Oder vielleicht war Nils selbst nur zu schnell gealtert. Zu ernst geworden, zu sehr auf der Hut, immer mit einem neuen Angriff rechnend. Vielleicht hatte sein Cousin nur eine dumme, kleine Unachtsamkeit begangen, die so gesehen jedem passieren konnte. Selbst ihm, der er alles doppelt und dreifach prüfte, und am liebsten jeden noch so kleinen Aspekt des täglichen Daseins kontrollieren würde, inklusive seiner Mitüberlebenden.

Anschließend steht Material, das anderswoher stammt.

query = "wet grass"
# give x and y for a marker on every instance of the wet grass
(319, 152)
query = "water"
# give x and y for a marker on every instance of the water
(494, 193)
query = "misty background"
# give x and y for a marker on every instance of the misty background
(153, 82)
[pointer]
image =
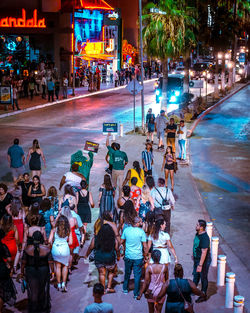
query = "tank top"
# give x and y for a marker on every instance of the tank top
(140, 179)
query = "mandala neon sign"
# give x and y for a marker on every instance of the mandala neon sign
(23, 21)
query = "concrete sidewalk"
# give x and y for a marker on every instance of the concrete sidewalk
(189, 208)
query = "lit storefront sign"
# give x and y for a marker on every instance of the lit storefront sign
(113, 16)
(23, 22)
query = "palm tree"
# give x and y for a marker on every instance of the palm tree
(166, 34)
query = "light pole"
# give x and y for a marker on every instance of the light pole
(74, 73)
(142, 68)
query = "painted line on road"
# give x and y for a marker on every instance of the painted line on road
(48, 104)
(200, 118)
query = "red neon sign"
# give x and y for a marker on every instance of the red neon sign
(23, 22)
(95, 4)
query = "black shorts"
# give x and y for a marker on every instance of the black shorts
(169, 167)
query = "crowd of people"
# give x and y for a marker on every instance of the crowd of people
(43, 234)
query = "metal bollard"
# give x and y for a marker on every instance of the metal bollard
(121, 130)
(222, 259)
(214, 250)
(230, 280)
(238, 304)
(209, 230)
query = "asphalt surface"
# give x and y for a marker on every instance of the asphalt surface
(220, 152)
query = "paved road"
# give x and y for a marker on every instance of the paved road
(220, 152)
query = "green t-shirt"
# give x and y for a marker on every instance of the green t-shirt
(119, 158)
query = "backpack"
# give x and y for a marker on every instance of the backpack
(165, 204)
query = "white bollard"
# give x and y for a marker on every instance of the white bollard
(238, 304)
(209, 230)
(230, 280)
(214, 250)
(222, 259)
(121, 130)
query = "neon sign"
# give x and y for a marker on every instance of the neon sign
(23, 22)
(95, 4)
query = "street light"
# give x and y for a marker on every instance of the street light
(142, 69)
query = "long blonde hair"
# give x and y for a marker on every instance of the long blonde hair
(145, 192)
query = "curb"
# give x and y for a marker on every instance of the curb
(200, 118)
(48, 104)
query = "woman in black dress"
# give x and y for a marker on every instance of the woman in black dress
(24, 182)
(5, 199)
(85, 200)
(7, 288)
(36, 264)
(36, 191)
(34, 155)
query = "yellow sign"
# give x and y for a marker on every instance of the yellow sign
(93, 48)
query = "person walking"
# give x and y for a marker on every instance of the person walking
(120, 160)
(163, 202)
(178, 290)
(156, 275)
(201, 258)
(36, 264)
(98, 305)
(60, 239)
(34, 155)
(160, 125)
(84, 201)
(36, 191)
(150, 125)
(51, 87)
(106, 198)
(182, 131)
(171, 132)
(15, 97)
(16, 159)
(135, 240)
(161, 241)
(57, 89)
(44, 84)
(136, 172)
(148, 159)
(106, 249)
(168, 166)
(65, 87)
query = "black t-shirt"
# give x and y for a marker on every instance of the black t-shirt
(171, 127)
(201, 242)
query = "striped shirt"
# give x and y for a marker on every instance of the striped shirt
(147, 157)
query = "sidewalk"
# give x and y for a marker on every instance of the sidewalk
(188, 209)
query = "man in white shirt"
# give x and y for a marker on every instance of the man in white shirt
(182, 131)
(98, 306)
(160, 126)
(164, 200)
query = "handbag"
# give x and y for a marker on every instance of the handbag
(165, 205)
(188, 307)
(175, 167)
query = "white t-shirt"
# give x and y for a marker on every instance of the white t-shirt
(157, 197)
(134, 237)
(161, 122)
(161, 241)
(184, 135)
(103, 307)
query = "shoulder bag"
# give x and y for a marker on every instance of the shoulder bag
(188, 307)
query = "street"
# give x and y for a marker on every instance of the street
(220, 152)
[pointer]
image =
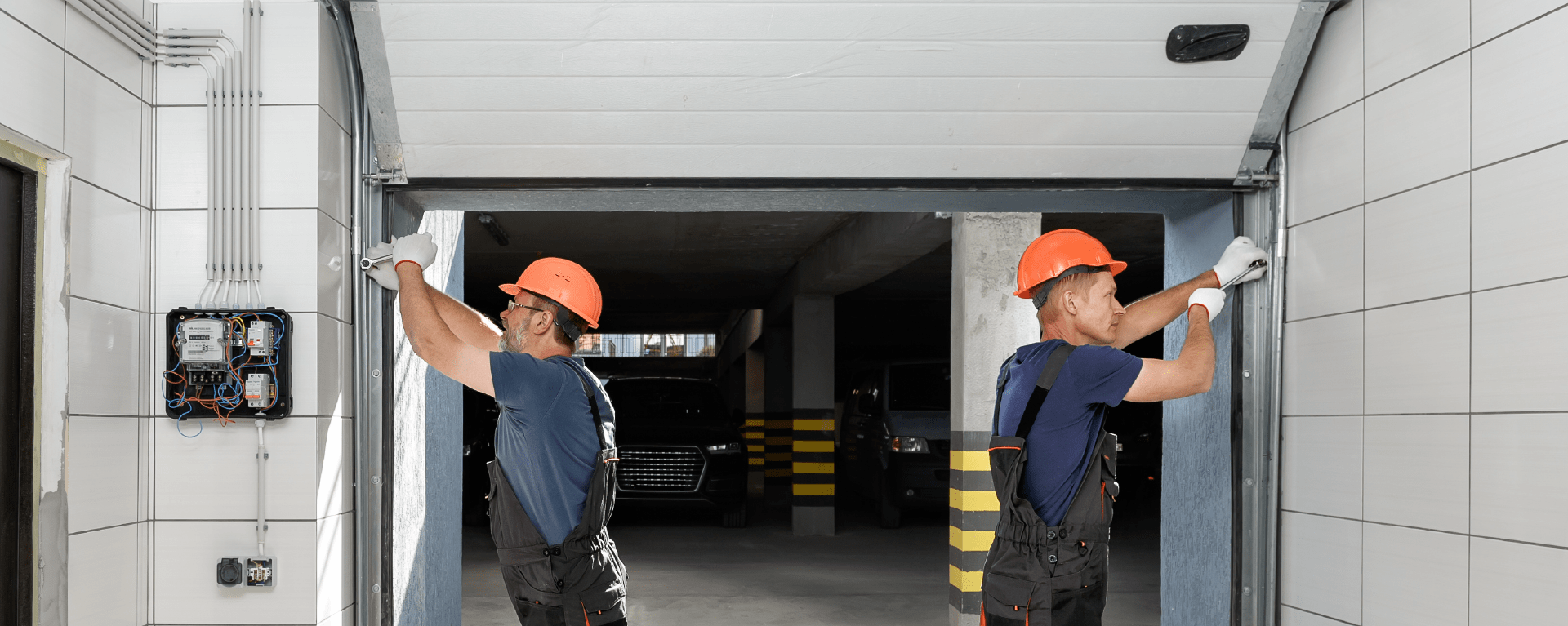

Nils wusste es nicht so genau. Aber was er wusste war, dass sein Cousin und er zwei völlig unterschiedliche Richtungen eingeschlagen hatten, nachdem sie die Strider das erste Mal sahen. Es war, als hätte Sören beschlossen nach links abzubiegen und er selbst, dass er nach rechts umschwenken musste. Doch irgendwie waren sie vielleicht beide auf der Flucht gewesen, vor dem, was sie seitdem in ihren Träumen jagte.
Vielleicht, so dachte Nils, vielleicht hatte Sören sich bis zuletzt nicht geändert, und alle irrten sich, dass er den Freitod wählte, weil ihn das schlechte Gewissen so plagte, da sein Fehler Vieh kostete und fast drei Menschenleben forderte.
Vielleicht hatte Sören ja nur verstanden, was der Yoga-Meister sagen wollte, und der Zug für ihn abgefahren war?
Nils lächelte schwach. Nein, das klang nicht nach seinem Cousin, das wäre zu überlegt, und der Blick zu stark geschärft,die Zusammenhänge des Lebens zu ergründen. Sören war nicht so.
Vielleicht hatte Sören auch nur begriffen, dass nur ein Fehler die Strider direkt hier ans Haus lotsen könnte, und er ihnen dann wieder ins Gesicht blicken musste?
Nils lächelte wieder schwach, mit dem Blick auf dem Gewehr auf seinem Schoß verharrend. Ja, das klang schon eher nach diesem Feigling.